Menurut Sri Mulyani, jika anggaran 20 persen didasarkan pada belanja, bisa terjadi ketidakpastian. Ia memberi contoh pada APBN 2022, belanja negara melonjak karena subsidi energi naik hingga Rp200 triliun. Padahal, kenaikan subsidi bukan terjadi karena pendapatan negara naik, tetapi harga minyak dunia melonjak. Akibatnya, anggaran pendidikan ikut naik.
Namun usulan itu ditolak Komisi X DPR RI. Mereka sepakat menolak usulan untuk mengkaji ulang dana wajib atau anggaran wajib (mandatory spending) untuk pendidikan sebesar 20 persen dari belanja APBN
“Saya memberikan jawaban bahwa Komisi X menolak usulan utak-atik anggaran mandatori 20 persen yang disampaikan Ibu Sri Mulyani, dimana ingin mandatori 20 persen berbasis pada pendapatan dari APBN, bukan dari belanja APBN. Karena itu, sekali lagi dalam forum yang baik ini kami menyatakan pada posisi menolak,” kata Ketua Komisi X DPR RI Syaiful Huda dalam Rapat Kerja dengan Kemendikbudristek RI di Kompleks Parlemen, Jakarta Pusat, Jumat, 6 September 2024.
Ia menjelaskan Komisi X jelas mengambil sikap tegas dalam menolak usulan tersebut, mengingat pihaknya justru masih tengah berjibaku untuk memperjuangkan pengelolaan dana wajib itu agar sepenuhnya dilakukan oleh Kemendikbudristek.
Ia menilai porsi anggaran wajib untuk pendidikan sebesar 20 persen justru masih dirasa belum cukup dalam mengakomodasi berbagai kebutuhan untuk meningkatkan kualitas serta pemerataan akses pendidikan di wilayah Indonesia, khususnya wilayah 3T.
Karena itu, Syaiful Huda mengkhawatirkan jika formulasi 20 persen APBN untuk pendidikan berpatokan pada pendapatan negara, maka berpotensi menurunkan besaran anggaran untuk pendidikan.
“Kita bisa bayangkan dengan skema saat ini saja masih banyak anak yang tidak bisa sekolah karena alasan biaya, apalagi jika dana pendidikan diturunkan,” katanya.
Ia menekankan dalam Undang-Undang Dasar (UUD) 1945 Pasal 31 Ayat 4 jelas menyebutkan bahwa negara wajib memprioritaskan anggaran pendidikan sekurang-kurangnya 20 persen dari APBN dan APBD untuk memenuhi penyelenggaraan pendidikan nasional.
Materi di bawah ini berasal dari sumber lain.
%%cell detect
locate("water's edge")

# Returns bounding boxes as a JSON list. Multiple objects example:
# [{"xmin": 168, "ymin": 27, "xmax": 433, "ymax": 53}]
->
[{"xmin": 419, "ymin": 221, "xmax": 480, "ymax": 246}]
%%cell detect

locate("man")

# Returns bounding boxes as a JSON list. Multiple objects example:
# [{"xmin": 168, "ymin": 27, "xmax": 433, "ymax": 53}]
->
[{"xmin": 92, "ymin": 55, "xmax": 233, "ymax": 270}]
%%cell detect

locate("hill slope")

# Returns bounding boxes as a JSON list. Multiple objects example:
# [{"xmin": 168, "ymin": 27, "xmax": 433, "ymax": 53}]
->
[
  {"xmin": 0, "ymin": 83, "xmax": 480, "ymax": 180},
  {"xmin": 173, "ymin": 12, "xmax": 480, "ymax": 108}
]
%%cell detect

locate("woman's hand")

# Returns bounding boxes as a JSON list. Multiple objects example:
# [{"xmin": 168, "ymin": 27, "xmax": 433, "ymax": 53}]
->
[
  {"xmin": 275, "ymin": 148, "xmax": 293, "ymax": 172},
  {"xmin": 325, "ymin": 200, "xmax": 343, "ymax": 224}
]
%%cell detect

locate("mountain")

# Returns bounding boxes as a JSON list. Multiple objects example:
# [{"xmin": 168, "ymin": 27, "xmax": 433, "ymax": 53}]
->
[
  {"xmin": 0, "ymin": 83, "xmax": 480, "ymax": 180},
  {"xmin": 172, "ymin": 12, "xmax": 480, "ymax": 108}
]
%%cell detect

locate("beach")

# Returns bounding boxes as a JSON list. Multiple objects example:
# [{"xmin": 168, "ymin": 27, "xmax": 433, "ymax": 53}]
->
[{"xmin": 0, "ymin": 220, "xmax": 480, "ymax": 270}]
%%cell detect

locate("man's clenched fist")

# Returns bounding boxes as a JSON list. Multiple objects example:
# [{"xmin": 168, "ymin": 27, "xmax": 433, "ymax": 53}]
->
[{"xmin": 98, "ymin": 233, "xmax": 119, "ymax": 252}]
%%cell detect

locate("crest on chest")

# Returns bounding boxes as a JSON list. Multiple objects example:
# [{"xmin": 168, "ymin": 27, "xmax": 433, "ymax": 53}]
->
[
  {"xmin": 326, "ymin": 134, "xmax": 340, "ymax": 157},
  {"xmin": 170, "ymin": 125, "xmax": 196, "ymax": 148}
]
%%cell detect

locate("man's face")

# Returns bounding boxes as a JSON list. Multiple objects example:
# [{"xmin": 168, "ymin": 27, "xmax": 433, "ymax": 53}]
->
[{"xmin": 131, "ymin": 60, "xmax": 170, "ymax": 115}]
“Konstitusi kita dengan jelas menyebutkan bahwa negara wajib menyediakan layanan pendidikan untuk meningkatkan kualitas SDM kita, baik dalam hal karakter, kemampuan maupun pengetahuan. Jangan sampai hal ini kemudian diutak-atik untuk mengakomodasi kepentingan lain,” katanya.
Anggaran Pendidikan 2024 dan 2025
Sekretaris Jenderal Kemendikbudristek Suharti mengatakan, pada 2024, anggaran pendidikan mencapai Rp665 triliun dan dialokasikan melalui belanja pemerintah pusat, transfer ke daerah serta alokasi dalam pos pengeluaran pembiayaan.
Kemendikbudristek pada tahun ini mengelola anggaran sebesar Rp98,99 triliun atau sekitar 14,88 persen dari anggaran pendidikan.
Untuk tahun depan, berdasarkan Nota Keuangan RAPBN 2025 yang disampaikan oleh Presiden Jokowi, anggaran pendidikan Rp722,6 triliun atau 20 persen dari belanja negara yang mencapai sekitar Rp3.613,1 triliun. Jumlah anggaran pendidikan itu secara nominal meningkat sekitar Rp57,6 triliun apabila dibandingkan TA 2024 yang Rp665 triliun.
“Dalam pagu anggaran, Kemendikbudristek mendapat alokasi sebesar Rp83,2 triliun atau sekitar 11,5 persen dari total anggaran pendidikan pada RAPBN TA 2025, atau 2,3 persen dari belanja negara. Nilai absolutnya turun sekitar Rp15,7 triliun dari pagu alokasi tahun 2024. Kami harus optimis alokasi tersebut akan ditingkatkan karena masih banyak kegiatan prioritas yang belum terbiayai sepenuhnya, bahkan yang sifatnya belanja wajib,” katanya.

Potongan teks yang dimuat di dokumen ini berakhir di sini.